The Movie Waffler Blu-Ray Review - I START COUNTING | The Movie Waffler

Blu-Ray Review - I START COUNTING

i start counting review
A teenage girl suspects her half-brother, with whom she is smitten, of being responsible for a series of murders.

Review by Eric Hillis

Directed by: David Greene

Starring: Jenny Agutter, Bryan Marshall, Clare Sutcliffe, Simon Ward, Gregory Phillips, Lana Morris

i start counting poster

British director David Greene is perhaps best known for his work in American television, helming such iconic mini-series as Roots and Rich Man, Poor Man. Along with the likes of John Llewellyn Moxey and Jimmy Sangster, he's another British talent lost to the US TV production line thanks to the decline of the UK film industry in the 1970s. But for a brief period he was quietly establishing himself as a filmmaker of note in his home country with films like The Shuttered Room, Sebastian, The Strange Affair and the newly restored I Start Counting, one of the more intriguing thrillers of the era, thanks largely to a striking turn from a young Jenny Agutter.

i start counting review

Adapted by screenwriter Richard Harris from Audrey Erskine Lindop's novel, this 1969 film stars Agutter as Wynne, a 14-year-old adoptee who recently moved with her family to a newly erected block of flats in one of the many "New Towns" that were springing up in Southern England in the mid 20th century. Wynne is madly in love with her 32-year-old step-brother George (Bryan Marshall), for whom she would do anything. Her allegiance to George is tested when she begins to suspect him of being responsible for a recent spate of murders of young women in the area.


Finding a blood-stained cardigan thrown in the bin by George, and learning that he's been lying about where he spends his free time, Wynne goes into Nancy Drew mode to find out what her step-brother is up to. As the evidence appears to mount in the case against George, Wynne grows increasingly torn over whether to turn him in or protect him. Meanwhile, other possible suspects are posited in the form of Wynne's other older step-brother Len (Gregory Phillips), a true crime obsessive who keeps newspaper clippings related to the killings, and a creepy young bus conductor (Simon Ward) who scolds Wynne for the shortness of her skirt while simultaneously leering at her legs.

i start counting review

This era of British filmmaking saw a spate of psychological thrillers that suggested the swinging sixties was entering the hangover period of the '70s. Rather than mummies, wolfmen and vampires, the villains of these movies were handsome young men with the sort of faces that adorned teenage girls' bedroom walls. You might theorise that this was something of a conservative reaction by older filmmakers who resented the fun young people had been having in a decade of mass social and cultural revolution, with mini-skirted young women butchered by long-haired pretty boys. But given what we now know about the likes of Jimmy Saville, Jonathan King et al, perhaps they were onto something. The three primary suspects here are all played by actors whom you could picture forming a beat combo together. At a time when young people had recently developed a profound mistrust of their elders, it must have been quite jarring for films to suggest danger lurked among their peers.

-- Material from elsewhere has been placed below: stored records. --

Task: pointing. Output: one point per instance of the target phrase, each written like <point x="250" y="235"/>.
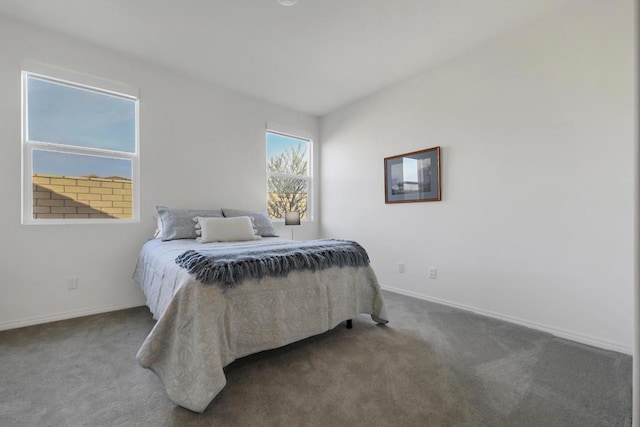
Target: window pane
<point x="287" y="194"/>
<point x="286" y="154"/>
<point x="70" y="186"/>
<point x="70" y="115"/>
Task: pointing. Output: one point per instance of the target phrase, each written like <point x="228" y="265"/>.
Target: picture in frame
<point x="413" y="177"/>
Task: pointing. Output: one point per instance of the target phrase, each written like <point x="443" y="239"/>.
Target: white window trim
<point x="298" y="134"/>
<point x="35" y="69"/>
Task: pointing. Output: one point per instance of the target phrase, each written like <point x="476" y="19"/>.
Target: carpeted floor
<point x="431" y="366"/>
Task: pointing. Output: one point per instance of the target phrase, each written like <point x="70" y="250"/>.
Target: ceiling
<point x="313" y="57"/>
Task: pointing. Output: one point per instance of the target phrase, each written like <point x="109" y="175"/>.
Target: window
<point x="288" y="175"/>
<point x="80" y="149"/>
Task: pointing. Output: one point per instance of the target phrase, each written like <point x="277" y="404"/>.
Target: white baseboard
<point x="561" y="333"/>
<point x="30" y="321"/>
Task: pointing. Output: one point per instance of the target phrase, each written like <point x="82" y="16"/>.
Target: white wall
<point x="201" y="147"/>
<point x="536" y="130"/>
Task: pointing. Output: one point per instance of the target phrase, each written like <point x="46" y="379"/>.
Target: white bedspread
<point x="203" y="328"/>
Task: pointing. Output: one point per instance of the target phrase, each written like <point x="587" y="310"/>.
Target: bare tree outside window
<point x="287" y="175"/>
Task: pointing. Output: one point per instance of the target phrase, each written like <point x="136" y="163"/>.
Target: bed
<point x="201" y="328"/>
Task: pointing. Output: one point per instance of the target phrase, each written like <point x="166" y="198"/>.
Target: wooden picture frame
<point x="413" y="177"/>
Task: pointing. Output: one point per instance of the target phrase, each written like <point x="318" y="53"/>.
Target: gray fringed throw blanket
<point x="231" y="266"/>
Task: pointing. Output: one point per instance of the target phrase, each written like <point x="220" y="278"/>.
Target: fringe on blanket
<point x="230" y="270"/>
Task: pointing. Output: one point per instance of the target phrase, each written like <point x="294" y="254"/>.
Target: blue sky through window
<point x="56" y="163"/>
<point x="278" y="144"/>
<point x="70" y="115"/>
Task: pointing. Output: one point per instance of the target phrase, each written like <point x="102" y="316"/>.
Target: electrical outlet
<point x="72" y="283"/>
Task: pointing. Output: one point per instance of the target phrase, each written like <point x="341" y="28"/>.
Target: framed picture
<point x="413" y="177"/>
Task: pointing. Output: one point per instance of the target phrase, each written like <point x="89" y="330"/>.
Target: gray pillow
<point x="261" y="220"/>
<point x="178" y="223"/>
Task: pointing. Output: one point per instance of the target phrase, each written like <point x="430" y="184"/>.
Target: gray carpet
<point x="432" y="366"/>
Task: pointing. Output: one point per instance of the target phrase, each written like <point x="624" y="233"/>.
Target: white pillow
<point x="226" y="229"/>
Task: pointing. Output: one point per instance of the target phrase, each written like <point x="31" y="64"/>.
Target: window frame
<point x="297" y="134"/>
<point x="83" y="82"/>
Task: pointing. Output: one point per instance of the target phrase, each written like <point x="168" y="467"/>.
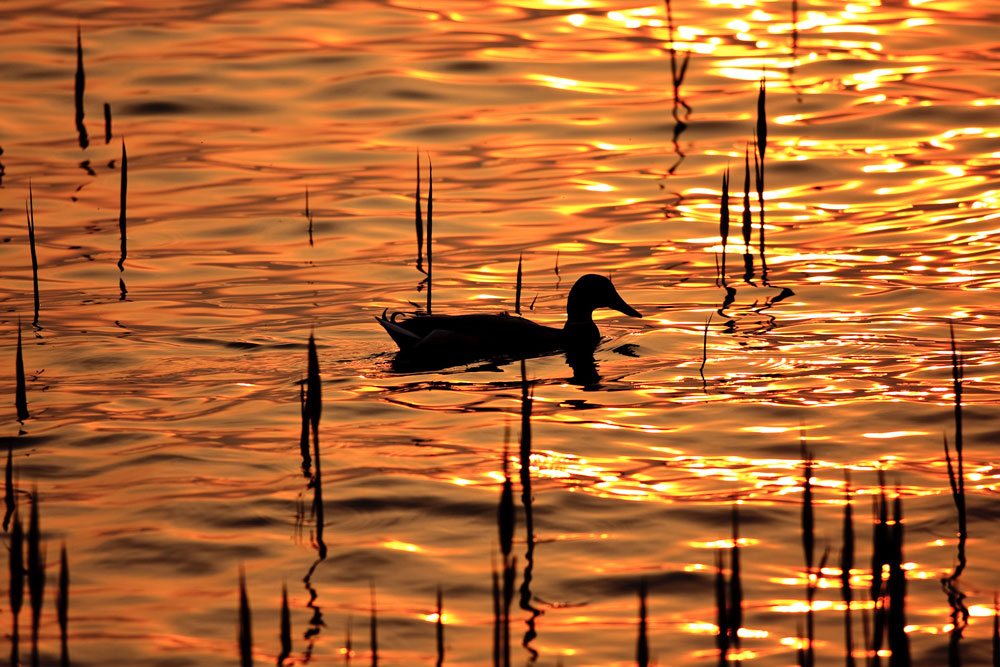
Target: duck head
<point x="590" y="293"/>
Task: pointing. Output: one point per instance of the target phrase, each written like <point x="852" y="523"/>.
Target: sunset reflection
<point x="784" y="460"/>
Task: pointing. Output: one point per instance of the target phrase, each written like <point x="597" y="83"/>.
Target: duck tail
<point x="402" y="337"/>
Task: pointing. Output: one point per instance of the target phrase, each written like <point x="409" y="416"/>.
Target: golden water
<point x="164" y="427"/>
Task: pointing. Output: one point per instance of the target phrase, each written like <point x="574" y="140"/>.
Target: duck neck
<point x="579" y="313"/>
<point x="580" y="328"/>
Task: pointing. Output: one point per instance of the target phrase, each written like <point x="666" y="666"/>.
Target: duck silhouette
<point x="439" y="341"/>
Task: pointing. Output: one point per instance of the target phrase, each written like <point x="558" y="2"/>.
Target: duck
<point x="438" y="341"/>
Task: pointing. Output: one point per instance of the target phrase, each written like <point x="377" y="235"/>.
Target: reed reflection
<point x="529" y="516"/>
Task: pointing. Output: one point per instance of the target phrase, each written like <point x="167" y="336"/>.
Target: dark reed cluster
<point x="678" y="68"/>
<point x="760" y="148"/>
<point x="419" y="222"/>
<point x="27" y="562"/>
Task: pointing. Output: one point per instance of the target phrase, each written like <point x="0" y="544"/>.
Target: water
<point x="164" y="431"/>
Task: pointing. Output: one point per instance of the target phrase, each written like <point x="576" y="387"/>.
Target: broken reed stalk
<point x="244" y="639"/>
<point x="62" y="607"/>
<point x="846" y="564"/>
<point x="121" y="217"/>
<point x="430" y="230"/>
<point x="20" y="388"/>
<point x="517" y="293"/>
<point x="418" y="220"/>
<point x="78" y="92"/>
<point x="440" y="632"/>
<point x="285" y="627"/>
<point x="30" y="211"/>
<point x="642" y="643"/>
<point x="16" y="589"/>
<point x="373" y="626"/>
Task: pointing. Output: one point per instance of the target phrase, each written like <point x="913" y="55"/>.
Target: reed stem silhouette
<point x="373" y="626"/>
<point x="31" y="243"/>
<point x="846" y="564"/>
<point x="285" y="628"/>
<point x="9" y="499"/>
<point x="20" y="386"/>
<point x="704" y="353"/>
<point x="78" y="92"/>
<point x="527" y="501"/>
<point x="309" y="217"/>
<point x="121" y="217"/>
<point x="348" y="648"/>
<point x="808" y="545"/>
<point x="16" y="588"/>
<point x="642" y="643"/>
<point x="314" y="406"/>
<point x="62" y="607"/>
<point x="505" y="511"/>
<point x="496" y="613"/>
<point x="517" y="293"/>
<point x="899" y="643"/>
<point x="996" y="631"/>
<point x="761" y="132"/>
<point x="734" y="614"/>
<point x="419" y="221"/>
<point x="747" y="218"/>
<point x="724" y="220"/>
<point x="304" y="432"/>
<point x="721" y="610"/>
<point x="36" y="575"/>
<point x="107" y="123"/>
<point x="439" y="635"/>
<point x="956" y="479"/>
<point x="677" y="70"/>
<point x="244" y="638"/>
<point x="430" y="231"/>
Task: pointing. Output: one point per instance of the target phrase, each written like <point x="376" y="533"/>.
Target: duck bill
<point x="622" y="307"/>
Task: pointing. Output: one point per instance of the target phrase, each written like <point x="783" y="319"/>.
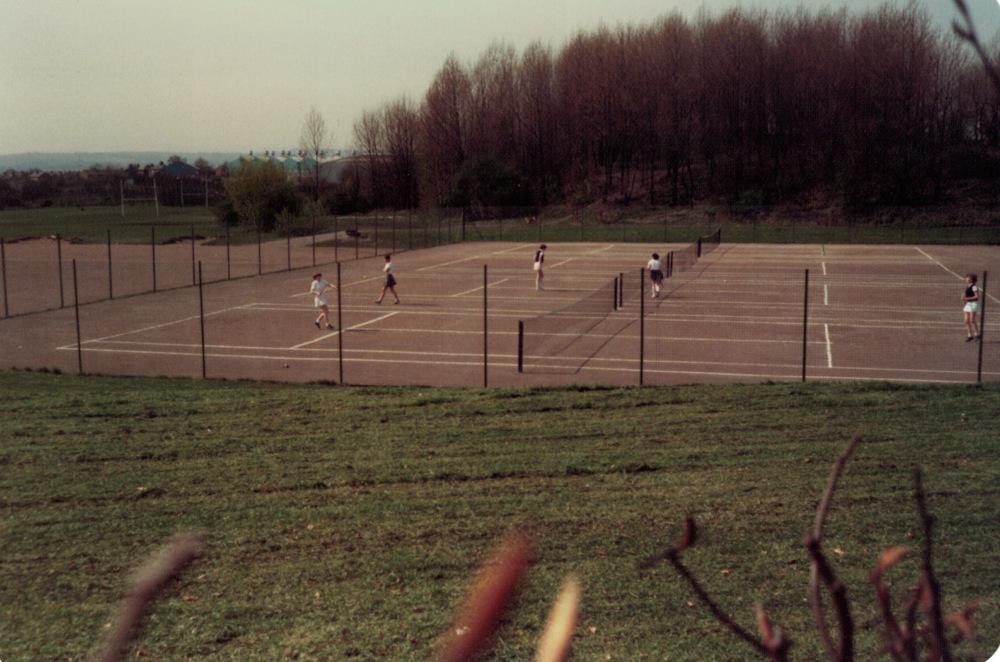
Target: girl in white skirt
<point x="390" y="281"/>
<point x="318" y="289"/>
<point x="538" y="266"/>
<point x="971" y="300"/>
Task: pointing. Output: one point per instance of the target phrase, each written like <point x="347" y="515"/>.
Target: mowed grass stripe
<point x="346" y="522"/>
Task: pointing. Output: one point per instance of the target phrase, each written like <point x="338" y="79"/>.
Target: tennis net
<point x="552" y="334"/>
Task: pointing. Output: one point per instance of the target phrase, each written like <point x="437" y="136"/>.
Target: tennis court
<point x="736" y="314"/>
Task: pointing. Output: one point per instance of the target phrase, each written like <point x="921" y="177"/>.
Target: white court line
<point x="829" y="348"/>
<point x="476" y="289"/>
<point x="160" y="326"/>
<point x="350" y="328"/>
<point x="922" y="252"/>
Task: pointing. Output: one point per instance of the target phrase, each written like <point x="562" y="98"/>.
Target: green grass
<point x="346" y="522"/>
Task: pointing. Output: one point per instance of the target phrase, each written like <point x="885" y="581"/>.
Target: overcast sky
<point x="235" y="75"/>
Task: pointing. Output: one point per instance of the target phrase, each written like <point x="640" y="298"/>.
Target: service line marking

I Start Counting combines its thriller aspects with a coming-of-age drama, and as the latter it's rather sweet and often amusing. Much comedy is mined from Wynne's innocence, such as her grilling of an embarrassed priest on the Church's view of incest. Agutter perfectly captures Wynne's contradictory mix of naivete and precociousness. Like many teens, Wynne is torn between wanting to grow up and enter the adult world while wishing to retain the innocence of childhood. The latter is represented by her old family home on the outskirts of town, which she frequently visits, trying to keep it clean despite the wrecking ball edging ever closer to its destruction. There, Wynne recalls happier times in flashbacks, but also a disturbing incident involving a girlfriend of George's that she now links to his new life as a serial killer.

i start counting review

That wrecking ball isn't just coming for Wynne's old home, it's about to turn the '60s into rubble too. I Start Counting seems to know that the party is over, that troubling times lie ahead for Britain, with its film industry but one victim to come. Even the weather is notably nicer in British films from the '60s than those made during the constantly overcast '70s. With its scenes set in rowdy coffee bars and record shops with psychedelic music blasting from listening booths, I Start Counting is something of a time capsule of an era coming to an end. Despite how remarkable she is here and in other youthful turns in the likes of The Railway Children and Walkabout, Agutter never quite got the career she deserved (partly due to the dearth of good female roles in '70s cinema), and like Wynne, I hope she cherished this period as I Start Counting might be her finest work.
Extras:

New interviews with Jenny Agutter and screenwriter Richard Harris; featurette on the work of composer Basil Kirchin; three shorts from the BFI archive on New Towns; Danger on Dartmoor - a 1980 Children's Film Foundation movie scripted by Audrey Erskine Lindop; Don't Be Like Brenda - a cautionary 1973 short on teenage promiscuity; video essay by Chris O'Neill; feature commentary by film historian Samm Deighan; trailer; image gallery.

I Start Counting
 is on blu-ray from BFI on April 19th.